SUMMATIVE ASSESSMENT – II
(Language and Literature)
Time allowed : 3 hours Maximum marks : 80
General Instructions :
(i) The Question paper is divided into four sections :
Section A — Reading 15 marks
Section B — Writing 15 marks
Section C — Grammar 15 marks
Section D —Text Books and Long Reading Text (25+10) = 35 marks
(ii) All questions are compulsory.
(iii) Marks are indicated against each question.

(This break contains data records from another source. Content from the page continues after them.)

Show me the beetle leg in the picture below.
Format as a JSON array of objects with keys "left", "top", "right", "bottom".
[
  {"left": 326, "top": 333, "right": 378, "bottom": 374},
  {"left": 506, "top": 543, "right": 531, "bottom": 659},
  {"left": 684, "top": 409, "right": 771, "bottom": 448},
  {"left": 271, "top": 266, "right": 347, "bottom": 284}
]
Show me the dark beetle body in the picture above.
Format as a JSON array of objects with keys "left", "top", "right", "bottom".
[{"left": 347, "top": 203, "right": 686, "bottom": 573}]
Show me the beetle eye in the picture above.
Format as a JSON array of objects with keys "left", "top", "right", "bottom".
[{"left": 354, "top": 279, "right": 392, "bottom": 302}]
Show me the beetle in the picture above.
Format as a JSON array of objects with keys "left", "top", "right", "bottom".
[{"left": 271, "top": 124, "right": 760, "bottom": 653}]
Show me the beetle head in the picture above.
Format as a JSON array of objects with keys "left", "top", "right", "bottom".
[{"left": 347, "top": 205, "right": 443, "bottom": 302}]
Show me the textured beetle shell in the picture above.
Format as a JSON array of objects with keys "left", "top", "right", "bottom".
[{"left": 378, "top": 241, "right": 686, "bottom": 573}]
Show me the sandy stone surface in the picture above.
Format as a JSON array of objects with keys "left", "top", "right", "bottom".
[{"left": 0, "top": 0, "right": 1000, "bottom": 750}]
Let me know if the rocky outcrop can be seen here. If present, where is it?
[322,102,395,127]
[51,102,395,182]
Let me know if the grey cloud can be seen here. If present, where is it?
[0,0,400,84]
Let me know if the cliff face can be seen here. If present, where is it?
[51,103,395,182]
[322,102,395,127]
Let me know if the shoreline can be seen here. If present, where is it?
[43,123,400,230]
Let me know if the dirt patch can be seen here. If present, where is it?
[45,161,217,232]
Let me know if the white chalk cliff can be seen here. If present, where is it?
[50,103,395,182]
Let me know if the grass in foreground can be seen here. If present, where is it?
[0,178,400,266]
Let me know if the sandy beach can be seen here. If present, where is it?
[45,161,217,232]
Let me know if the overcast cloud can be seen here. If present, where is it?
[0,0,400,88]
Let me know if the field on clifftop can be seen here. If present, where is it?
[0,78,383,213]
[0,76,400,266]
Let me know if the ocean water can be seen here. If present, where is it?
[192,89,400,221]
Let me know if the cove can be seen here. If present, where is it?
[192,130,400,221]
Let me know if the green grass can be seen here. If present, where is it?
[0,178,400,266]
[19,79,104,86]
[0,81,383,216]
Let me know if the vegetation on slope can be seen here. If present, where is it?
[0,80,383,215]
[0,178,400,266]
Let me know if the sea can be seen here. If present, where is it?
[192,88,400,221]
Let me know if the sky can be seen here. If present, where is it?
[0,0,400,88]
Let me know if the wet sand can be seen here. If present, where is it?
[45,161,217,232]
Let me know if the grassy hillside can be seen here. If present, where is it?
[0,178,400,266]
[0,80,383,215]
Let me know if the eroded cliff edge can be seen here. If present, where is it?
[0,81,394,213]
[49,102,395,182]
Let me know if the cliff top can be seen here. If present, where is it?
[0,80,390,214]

SECTION A — (Reading) 15 Marks
1. Read the passage given below and complete the statements that follow by choosing the most appropriate options. 1X5=5
Cheraw is the most colourful Mizo dance. Bamboos are used in this dance. Hence the dancer moves by stepping alternately in and out from between and across a pair of horizontal bamboos, held against the ground by people sitting face to face at either side. They tap the bamboos open and close in rhythmic beats. Two bases support the bamboos, placed horizontally, one at each end. The bamboos, when clapped, produce a sharp sound, which forms the rhythm of the dance. It indicates the timing of the dance as well. The dancers step in and out to the beats of the bamboos with ease and grace. The patterns and stepping of the dance have many variations. Sometimes the steppings are made in imitation of the movements of birds, sometimes the swaying of trees and so on.

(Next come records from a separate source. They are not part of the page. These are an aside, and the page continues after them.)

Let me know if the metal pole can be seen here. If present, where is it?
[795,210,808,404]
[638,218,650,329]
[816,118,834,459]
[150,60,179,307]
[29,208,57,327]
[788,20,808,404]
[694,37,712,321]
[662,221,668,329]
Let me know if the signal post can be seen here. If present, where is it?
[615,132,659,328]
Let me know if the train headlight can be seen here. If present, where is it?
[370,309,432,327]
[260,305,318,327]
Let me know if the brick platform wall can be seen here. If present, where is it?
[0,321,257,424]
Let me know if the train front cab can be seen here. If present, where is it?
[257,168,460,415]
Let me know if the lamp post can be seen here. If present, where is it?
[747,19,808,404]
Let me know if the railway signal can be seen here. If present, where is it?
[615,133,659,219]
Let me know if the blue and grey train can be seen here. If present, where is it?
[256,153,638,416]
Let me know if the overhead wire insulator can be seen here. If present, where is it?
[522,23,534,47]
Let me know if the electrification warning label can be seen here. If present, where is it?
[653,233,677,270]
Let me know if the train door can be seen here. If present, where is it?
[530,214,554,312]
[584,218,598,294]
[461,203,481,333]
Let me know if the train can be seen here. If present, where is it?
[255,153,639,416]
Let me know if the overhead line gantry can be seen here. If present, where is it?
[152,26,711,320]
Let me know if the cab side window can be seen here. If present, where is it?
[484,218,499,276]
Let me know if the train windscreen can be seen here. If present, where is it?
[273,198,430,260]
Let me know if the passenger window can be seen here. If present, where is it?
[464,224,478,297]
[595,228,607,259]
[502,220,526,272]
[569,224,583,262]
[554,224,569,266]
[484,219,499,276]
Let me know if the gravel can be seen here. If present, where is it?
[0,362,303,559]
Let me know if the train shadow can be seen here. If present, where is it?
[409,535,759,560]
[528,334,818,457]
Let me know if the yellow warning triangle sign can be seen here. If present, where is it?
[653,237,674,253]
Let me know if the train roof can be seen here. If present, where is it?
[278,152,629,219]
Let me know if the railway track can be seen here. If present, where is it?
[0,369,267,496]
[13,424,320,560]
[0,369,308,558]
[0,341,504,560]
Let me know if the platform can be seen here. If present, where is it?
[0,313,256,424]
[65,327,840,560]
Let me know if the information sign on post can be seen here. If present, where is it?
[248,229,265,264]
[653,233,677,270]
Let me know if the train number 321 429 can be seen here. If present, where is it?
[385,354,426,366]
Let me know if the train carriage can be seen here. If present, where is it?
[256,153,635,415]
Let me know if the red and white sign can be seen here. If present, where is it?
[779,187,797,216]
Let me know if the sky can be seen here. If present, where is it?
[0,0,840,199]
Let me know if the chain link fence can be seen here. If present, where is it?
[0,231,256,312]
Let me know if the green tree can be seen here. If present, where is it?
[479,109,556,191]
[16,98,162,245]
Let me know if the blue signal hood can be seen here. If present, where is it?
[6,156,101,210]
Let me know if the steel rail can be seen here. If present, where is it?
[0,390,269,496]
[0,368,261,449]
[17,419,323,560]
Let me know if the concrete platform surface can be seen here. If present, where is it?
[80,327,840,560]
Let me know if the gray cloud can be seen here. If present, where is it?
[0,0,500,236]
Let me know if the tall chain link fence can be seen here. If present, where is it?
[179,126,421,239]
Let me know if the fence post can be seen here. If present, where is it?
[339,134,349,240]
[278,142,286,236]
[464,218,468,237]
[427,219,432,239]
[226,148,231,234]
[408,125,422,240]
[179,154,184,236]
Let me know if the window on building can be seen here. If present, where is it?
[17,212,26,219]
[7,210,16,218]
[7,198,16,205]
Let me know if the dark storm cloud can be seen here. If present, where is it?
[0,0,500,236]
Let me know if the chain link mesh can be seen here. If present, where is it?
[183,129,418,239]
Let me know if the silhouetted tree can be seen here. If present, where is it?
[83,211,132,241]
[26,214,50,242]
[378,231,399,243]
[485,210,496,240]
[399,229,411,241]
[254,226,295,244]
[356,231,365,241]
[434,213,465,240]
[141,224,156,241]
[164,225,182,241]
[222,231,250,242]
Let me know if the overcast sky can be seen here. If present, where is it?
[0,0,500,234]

Little is known about the origin of Cheraw. It may be possible that the forefathers of the Mizos brought it with them when they left home in Far-East Asia. Cheraw is performed on any occasion these days. But, so goes the legend. It used to be performed in earlier times only to ensure a safe passage for a dead child to paradise. Cheraw is, therefore, a dance of sanctification and redemption performed with great care, precision and elegance.